Finance social media influencer – or ‘finfluencer’ – and self-described venture capitalist Jenny Stojkovic posted a series exploring the question, “is the SpaceX IPO the biggest grift in history?” Former Wall Street trader Vivian Tu – better known by the handle @YourRichBFF – gave it to her millions of followers straight: “Regular people think they’re getting access, but in reality, you are just some rich guy’s exit strategy.”

Ed Elson, a research analyst and cohost of the “Prof G Markets” podcast alongside self-described ‘centrist’ Scott Galloway, described the paperwork SpaceX filed to provide the public with the data they need to make informed investment decisions as “a trainwreck. Unserious, empty, hallucinatory, and borderline dishonest.”
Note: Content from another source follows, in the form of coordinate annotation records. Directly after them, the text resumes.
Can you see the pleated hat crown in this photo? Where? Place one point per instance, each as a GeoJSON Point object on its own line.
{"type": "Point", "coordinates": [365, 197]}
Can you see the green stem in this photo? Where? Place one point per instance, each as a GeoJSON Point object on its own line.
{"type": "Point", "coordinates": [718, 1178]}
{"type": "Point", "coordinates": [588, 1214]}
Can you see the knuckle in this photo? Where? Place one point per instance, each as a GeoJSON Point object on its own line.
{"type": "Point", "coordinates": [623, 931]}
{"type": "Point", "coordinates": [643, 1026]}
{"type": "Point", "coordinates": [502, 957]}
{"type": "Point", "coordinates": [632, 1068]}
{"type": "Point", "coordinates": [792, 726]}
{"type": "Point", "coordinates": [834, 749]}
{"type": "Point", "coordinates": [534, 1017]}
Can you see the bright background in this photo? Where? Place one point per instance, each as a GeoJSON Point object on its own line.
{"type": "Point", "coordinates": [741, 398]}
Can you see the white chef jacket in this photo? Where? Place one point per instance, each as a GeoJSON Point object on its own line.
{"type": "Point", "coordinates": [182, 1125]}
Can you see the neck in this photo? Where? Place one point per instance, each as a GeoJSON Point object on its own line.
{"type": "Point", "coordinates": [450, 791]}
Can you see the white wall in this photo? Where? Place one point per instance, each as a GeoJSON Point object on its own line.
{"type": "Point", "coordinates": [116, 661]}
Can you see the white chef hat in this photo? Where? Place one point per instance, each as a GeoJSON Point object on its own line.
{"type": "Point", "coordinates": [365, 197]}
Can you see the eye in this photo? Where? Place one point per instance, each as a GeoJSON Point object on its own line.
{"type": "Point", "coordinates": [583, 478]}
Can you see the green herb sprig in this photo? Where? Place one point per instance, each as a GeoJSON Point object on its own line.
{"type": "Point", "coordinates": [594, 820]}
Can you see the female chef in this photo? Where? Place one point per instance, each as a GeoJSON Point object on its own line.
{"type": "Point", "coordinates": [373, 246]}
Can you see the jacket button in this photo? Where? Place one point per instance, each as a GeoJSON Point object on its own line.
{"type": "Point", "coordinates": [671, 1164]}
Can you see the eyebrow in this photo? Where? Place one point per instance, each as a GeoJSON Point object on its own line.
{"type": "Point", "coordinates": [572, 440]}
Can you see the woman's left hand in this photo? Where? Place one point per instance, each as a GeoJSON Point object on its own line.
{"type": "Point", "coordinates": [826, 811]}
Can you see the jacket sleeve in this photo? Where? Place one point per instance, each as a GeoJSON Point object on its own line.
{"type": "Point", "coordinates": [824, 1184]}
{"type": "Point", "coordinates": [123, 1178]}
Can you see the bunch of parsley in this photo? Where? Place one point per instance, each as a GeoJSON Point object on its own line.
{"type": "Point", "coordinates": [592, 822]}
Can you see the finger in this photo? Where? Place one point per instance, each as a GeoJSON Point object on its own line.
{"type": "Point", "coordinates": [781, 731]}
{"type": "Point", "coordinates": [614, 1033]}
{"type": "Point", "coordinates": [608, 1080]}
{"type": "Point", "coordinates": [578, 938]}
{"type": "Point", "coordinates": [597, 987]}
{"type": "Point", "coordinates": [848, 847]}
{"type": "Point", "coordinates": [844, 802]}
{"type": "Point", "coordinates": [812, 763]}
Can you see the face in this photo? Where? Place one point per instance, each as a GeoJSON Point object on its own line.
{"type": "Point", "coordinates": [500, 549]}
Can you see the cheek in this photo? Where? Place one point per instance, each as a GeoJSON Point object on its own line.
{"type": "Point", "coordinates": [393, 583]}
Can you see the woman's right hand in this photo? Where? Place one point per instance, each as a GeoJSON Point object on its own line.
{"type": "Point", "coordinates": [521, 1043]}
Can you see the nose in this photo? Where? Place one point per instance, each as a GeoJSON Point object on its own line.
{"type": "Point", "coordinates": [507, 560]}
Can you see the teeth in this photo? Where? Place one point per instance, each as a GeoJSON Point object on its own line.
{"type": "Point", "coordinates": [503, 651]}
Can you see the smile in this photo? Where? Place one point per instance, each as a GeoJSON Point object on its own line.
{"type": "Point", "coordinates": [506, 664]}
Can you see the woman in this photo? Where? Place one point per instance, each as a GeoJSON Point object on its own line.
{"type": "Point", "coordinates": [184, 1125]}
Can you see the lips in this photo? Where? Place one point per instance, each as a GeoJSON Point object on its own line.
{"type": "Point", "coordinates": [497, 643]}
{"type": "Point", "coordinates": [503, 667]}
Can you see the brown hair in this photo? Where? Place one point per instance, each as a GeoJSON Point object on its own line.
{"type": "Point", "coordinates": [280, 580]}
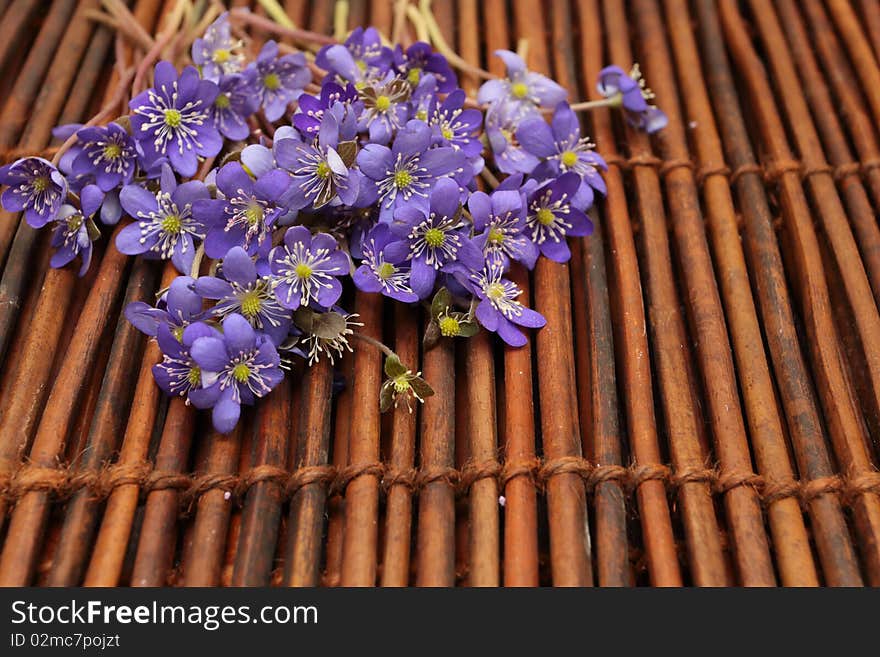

Claude Cummings Jr., president of the labor union Communications Workers of America, stated following the IPO that the SpaceX valuation “is not a reflection of the company’s actual worth but of Elon Musk’s exaggerations about his AI business and corrupt capture of federal subsidies for his satellite broadband subsidiary,” and stressed that Wall Street is aiding Elon Musk by forcing the company “into the retirement and college savings plans of working Americans everywhere, whether they want to invest in SpaceX or not.”

Former U.S. Treasury official and Yale Law professor Natasha Sarin told the New York Times, “[W]hen you have these types of technological changes… they come with a bubble that eventually pops, and households are going to be massively exposed to that. And more exposed now that these companies are going public than they were a few weeks ago when all of them were private.”

Nobel-laureate Paul Krugman described Elon Musk as a ‘human Ponzi scheme,’ explaining that while “traditional Ponzi schemes only exploit investors who choose to participate,” changes made to stock market indexes like the Nasdaq-100 in advance of the SpaceX IPO make it so that, “[t]his time much of the money propping up Musk’s scam will come from ordinary Americans who have in effect been forced to buy in.”

Jared Bernstein, former Chair of the White House Council of Economic Advisors, summed the scheme up vividly, writing, “AI IPOs: How SpaceX Would Like You To Hold Their Dynamite Sticks For A While.”

The chorus warning of SpaceX’s likely overvaluation and its IPO’s all-but-certain massive transfer of wealth from workers to the one percent is growing. But, as Musk and his fellow AI executives funnel retirement savers’ assets into their overvalued companies, it will be incumbent on policymakers to step up and safeguard working families from corporate raids on their savings.